In the last few decades, it has been recognized that it is imperative to include quality of life (QoL) as an outcome measure in the evaluation of treatment effects. Typically, QoL—due to its subjective nature—is measured using patient-reported outcomes (PROs). PROs allow the clinician to gain insight into the way patients perceive their own health, and facilitate the evaluation of treatment effectiveness beyond the physical domain measured by clinical outcomes. Since QoL has become increasingly recognized as a key outcome, the development and application of PROs in clinical settings has increased tremendously. PRO development has been accompanied by an increased interest in test theory and psychometrics, including more advanced latent variable modeling techniques and test administration procedures. PRO developers have become increasingly concerned with selecting the most appropriate techniques to ensure test quality.
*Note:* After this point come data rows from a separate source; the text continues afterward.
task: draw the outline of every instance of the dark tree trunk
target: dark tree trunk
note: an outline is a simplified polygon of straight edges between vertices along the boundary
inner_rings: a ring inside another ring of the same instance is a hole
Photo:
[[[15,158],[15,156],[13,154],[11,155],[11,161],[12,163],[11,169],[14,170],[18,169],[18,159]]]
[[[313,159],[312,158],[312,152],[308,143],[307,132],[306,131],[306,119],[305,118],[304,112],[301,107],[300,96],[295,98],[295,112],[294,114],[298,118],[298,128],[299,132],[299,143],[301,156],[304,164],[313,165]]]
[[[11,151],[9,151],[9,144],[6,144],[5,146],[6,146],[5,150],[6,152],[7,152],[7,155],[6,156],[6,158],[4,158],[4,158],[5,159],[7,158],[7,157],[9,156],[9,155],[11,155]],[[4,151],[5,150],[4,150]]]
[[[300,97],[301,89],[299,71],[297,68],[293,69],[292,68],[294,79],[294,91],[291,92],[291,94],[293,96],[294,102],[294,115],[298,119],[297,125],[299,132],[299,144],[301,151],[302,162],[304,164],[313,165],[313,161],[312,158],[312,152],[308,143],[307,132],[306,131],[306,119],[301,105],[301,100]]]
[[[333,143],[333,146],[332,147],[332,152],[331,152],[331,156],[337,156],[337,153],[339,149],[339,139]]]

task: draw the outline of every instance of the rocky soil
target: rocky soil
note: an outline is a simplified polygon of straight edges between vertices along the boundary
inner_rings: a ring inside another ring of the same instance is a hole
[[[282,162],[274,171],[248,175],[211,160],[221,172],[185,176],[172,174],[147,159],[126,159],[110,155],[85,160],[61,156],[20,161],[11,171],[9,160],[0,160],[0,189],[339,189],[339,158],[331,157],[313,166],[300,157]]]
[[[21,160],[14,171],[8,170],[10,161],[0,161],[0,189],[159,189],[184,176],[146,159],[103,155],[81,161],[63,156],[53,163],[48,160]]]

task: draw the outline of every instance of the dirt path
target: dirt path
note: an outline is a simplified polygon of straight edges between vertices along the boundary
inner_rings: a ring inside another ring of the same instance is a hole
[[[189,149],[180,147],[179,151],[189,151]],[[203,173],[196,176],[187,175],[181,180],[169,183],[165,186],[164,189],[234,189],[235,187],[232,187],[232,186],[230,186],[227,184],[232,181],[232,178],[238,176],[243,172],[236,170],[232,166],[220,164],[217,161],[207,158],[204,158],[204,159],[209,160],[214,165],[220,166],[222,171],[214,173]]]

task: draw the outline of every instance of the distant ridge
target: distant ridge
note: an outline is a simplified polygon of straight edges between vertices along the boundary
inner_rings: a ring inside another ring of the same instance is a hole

In response to these developments, we set out to publish a special section on test construction. Four of the papers included in this special section concern validity. Two of these papers draw attention to the trade off between reliability and validity. Both Smits et al. [1] and Choi and Van der Linden [2] observe that the focus in PRO construction is typically on reliability rather than validity. Whether one wants to optimize one over the other, or preferably both, depends on the goal of measurement [3], something about which QOL and PRO communities should be much clearer in test development and validation. Where Smits et al. used an example of a more traditional static questionnaire within the context of the classical test theory framework, Choi and Van der Linden focus on computerized adaptive testing (CAT) based on item response theory (IRT) [e.g., 4]. The intended use of test scores also plays an important role in the papers by Hawkins et al. [5] and Edwards et al. [6]. Both papers consider contemporary validity theory, where developing arguments regarding the proposed use of test scores plays a pivotal role. Hawkins et al. illustrate how contemporary validity theory can be applied to PRO measures. Edwards et al. [6] compare the psychometric approach to validity to that used by the US Food and Drug Administration (FDA), where the focus is on determining whether an instrument is “fit for purpose.”

The second set of papers in this special section highlight advanced modeling techniques that can be employed to obtain reliable and unbiased test scores. One of the challenges in applying IRT to PROs is that IRT estimation methods require large sample sizes in order to produce stable and precise parameter estimates. Houts et al. [7] present and evaluate a potential solution: using longitudinal IRT modeling to boost measurement precision. Establishing whether items show measurement invariance across subpopulations is essential if meaningful interpretations of observed mean differences are to be obtained [4]. Edwards et al. [8] show the impact it can have on scores and ensuing conclusions based on those scores, if violations of measurement invariance are not taken into account. Sawatzky et al. [9] illustrate how latent variable mixture models can be used to select items that show measurement invariance in a situation where it is not known a priori which population characteristic might result in a breach of measurement invariance.

As Houts et al. [7] point out, the fields of psychology and educational measurement have a long-standing reputation and experience in the application of modern test theory and methods of test construction. The field of health measurement still has ground to make up, which is becoming ever more relevant given the increase in development and use of PROs. The papers in this special section show how modern approaches and innovative solutions can be implemented in our field. As editors, we would like to appeal to our readership to follow their lead. Innovation enriches our field and it encourages multidisciplinary development. CAT is a prime example of this. CAT was initially developed to support educational testing and intelligence testing in the military. Consequently, CAT literature focuses on models and algorithms that are relevant for these contexts. In developing CATs for health assessment, researchers have been inspired by and successfully taken advantage of the existing CAT research from other fields. However, some researchers have drawn attention to the fact that a transition to the IRT/CAT framework also poses a number of challenges that are specific to the health measurement field [e.g., 10, 11]. In a recent study, the consequences of these different design factors were evaluated and discussed [12], and the resulting findings can be used to design CATs that are optimally fine-tuned to the health measurement setting.

QoL/PRO research has always been a multidisciplinary endeavor, guided by the different disciplines involved in the clinical care for particular disorders and diseases and social science research methods to investigate the subjective views on health conditions by patients and those involved in their care and recovery. Other disciplines with a strong tradition in test construction and psychometrics can contribute to our conceptualisation and understanding of QoL. We hope that this special section inspires our readers to embrace methodological developments from the past decade. We would be delighted if the section were used as a launching pad for research on test construction in the context of health measurement.